The code example comes from here. But why the whole thing works or where my misunderstanding lies is still unclear to me.

Edit/Enlightenment

The code which I commented to on @Netwaves answer.

In case the link don't work anymore and also to clarify the question.

The inner scope was just to make the lifetime more clear.

A usage would look more like this:

use core::cell::Cell;

struct Shop<'a> {
    barber: Cell<Option<&'a Barber<'a>>>,
    shop_state: Cell<bool>,
}

impl<'a> Shop<'a> {
    fn change_barber_state(&self) {
        self.barber.get().unwrap().change_state();
    }

    fn change_state(&self) {
        self.shop_state.set(!self.shop_state.get());
    }
}

struct Barber<'a> {
    shop: Cell<Option<&'a Shop<'a>>>,
    barber_state: Cell<bool>,
}

impl<'a> Barber<'a> {
    fn change_state(&self) {
        self.barber_state.set(!self.barber_state.get());
    }

    fn change_shop_state(&self) {
        self.shop.get().unwrap().change_state();
    }
}

fn main() {
    let shop = Shop {
        barber: Cell::new(None),
        shop_state: Cell::new(false),
    };

    let barber = Barber {
        shop: Cell::new(Some(&shop)),
        barber_state: Cell::new(false),
    };
    shop.barber.set(Some(&barber));

    println!("{:?}", barber.barber_state);
    println!("{:?}", shop.shop_state);

    shop.change_barber_state();
    barber.change_shop_state();

    println!("{:?}", barber.barber_state);
    println!("{:?}", shop.shop_state);
}

Is the lifetime the same through the same scope?

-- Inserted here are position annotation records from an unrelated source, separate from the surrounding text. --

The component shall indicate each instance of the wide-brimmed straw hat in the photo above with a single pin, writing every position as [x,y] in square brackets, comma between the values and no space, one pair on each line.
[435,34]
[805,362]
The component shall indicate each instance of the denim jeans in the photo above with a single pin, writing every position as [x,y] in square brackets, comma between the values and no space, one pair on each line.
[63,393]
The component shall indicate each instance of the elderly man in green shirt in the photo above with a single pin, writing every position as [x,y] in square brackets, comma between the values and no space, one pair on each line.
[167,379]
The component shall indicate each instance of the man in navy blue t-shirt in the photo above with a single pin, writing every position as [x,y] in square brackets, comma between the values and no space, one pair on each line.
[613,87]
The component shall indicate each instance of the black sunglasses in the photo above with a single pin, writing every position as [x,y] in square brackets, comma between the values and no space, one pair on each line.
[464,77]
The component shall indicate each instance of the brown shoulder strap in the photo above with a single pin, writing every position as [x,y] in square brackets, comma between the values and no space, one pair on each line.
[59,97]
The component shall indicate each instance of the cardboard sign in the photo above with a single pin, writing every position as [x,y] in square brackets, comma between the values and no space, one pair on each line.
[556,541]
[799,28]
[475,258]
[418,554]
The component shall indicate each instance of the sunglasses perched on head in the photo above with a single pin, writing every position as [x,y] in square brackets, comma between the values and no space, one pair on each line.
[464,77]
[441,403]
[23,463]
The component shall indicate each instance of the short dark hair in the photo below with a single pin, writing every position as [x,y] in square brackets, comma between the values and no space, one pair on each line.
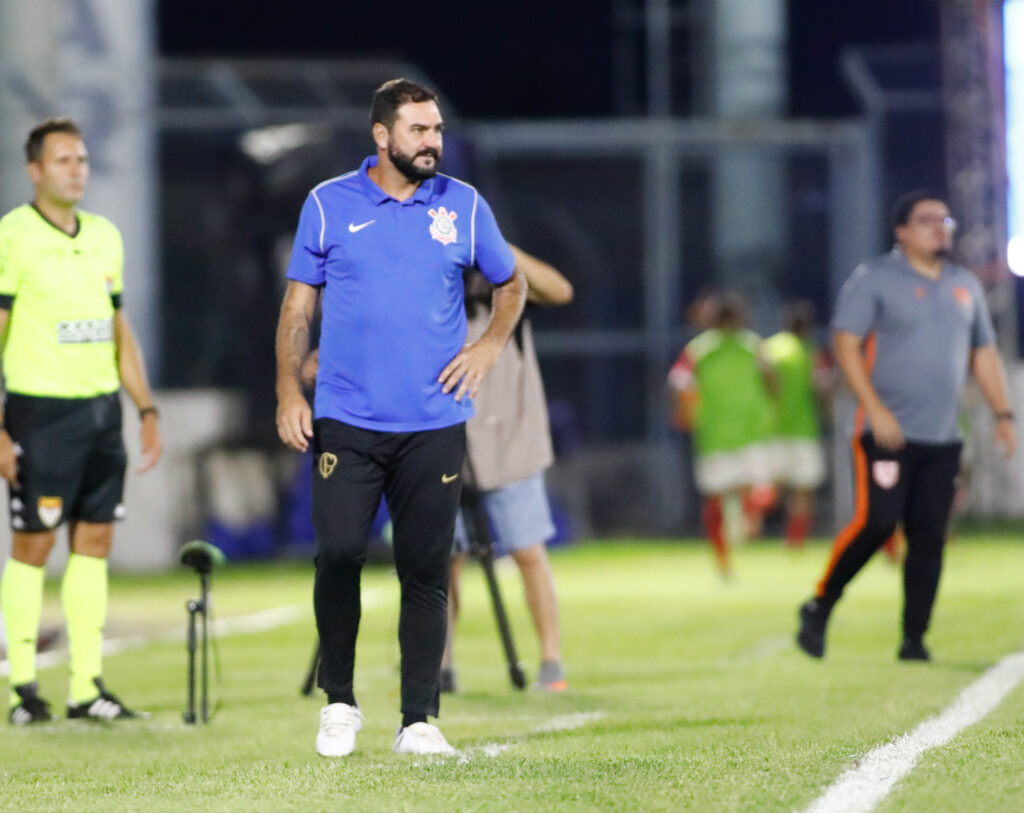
[903,206]
[34,143]
[392,94]
[732,310]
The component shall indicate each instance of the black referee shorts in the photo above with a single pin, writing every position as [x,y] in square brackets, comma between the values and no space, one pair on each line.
[72,462]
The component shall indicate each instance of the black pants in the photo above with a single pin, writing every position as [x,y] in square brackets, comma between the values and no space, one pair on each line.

I thought the lifetime is also given by freeing the resources, which happens in reverse order to the declaration. Or is this only relevant if the drop trait is implemented?

Answer 1

Why does this mutual referencing structures work in Rust with specified lifetimes?

Short answer:

It does because as per your code it actually lives long enough.

Explanation

The problem (no problem) is that you are not using shop anymore after the inner scope, so the compiler is smart enough to say nothing is wrong with your program. But if you add an access he will start complaining, and with a good reason:

fn main() {
    let shop = Shop { barber: Cell::new(None) };
    {
        let barber = Barber { shop: Cell::new(Some(&shop))};
        shop.barber.set(Some(&barber));
    }
    shop.barber.get();
}

fails to compile with:

error[E0597]: `barber` does not live long enough
  --> src/main.rs:15:30
   |
15 |         shop.barber.set(Some(&barber));
   |                              ^^^^^^^ borrowed value does not live long enough
16 |     }
   |     - `barber` dropped here while still borrowed
17 |     shop.barber.get();
   |     ----------------- borrow later used here

Playground

On the question extension:

fn main() {
    let shop = Shop {
        barber: Cell::new(None),
        shop_state: Cell::new(false),
    };

    let barber = Barber {
        shop: Cell::new(Some(&shop)),
        barber_state: Cell::new(false),
    };
    shop.barber.set(Some(&barber));

    println!("{:?}", barber.barber_state);
    println!("{:?}", shop.shop_state);

    shop.change_barber_state();
    barber.change_shop_state();

    println!("{:?}", barber.barber_state);
    println!("{:?}", shop.shop_state);
}

Why do you think this should not compile?

Clearly both shop and barber life for the same extent, up to when main is finished. It doesn't matter the order of free in this case, since the compiler already know that none of them will be used anymore, so the above code is completely safe.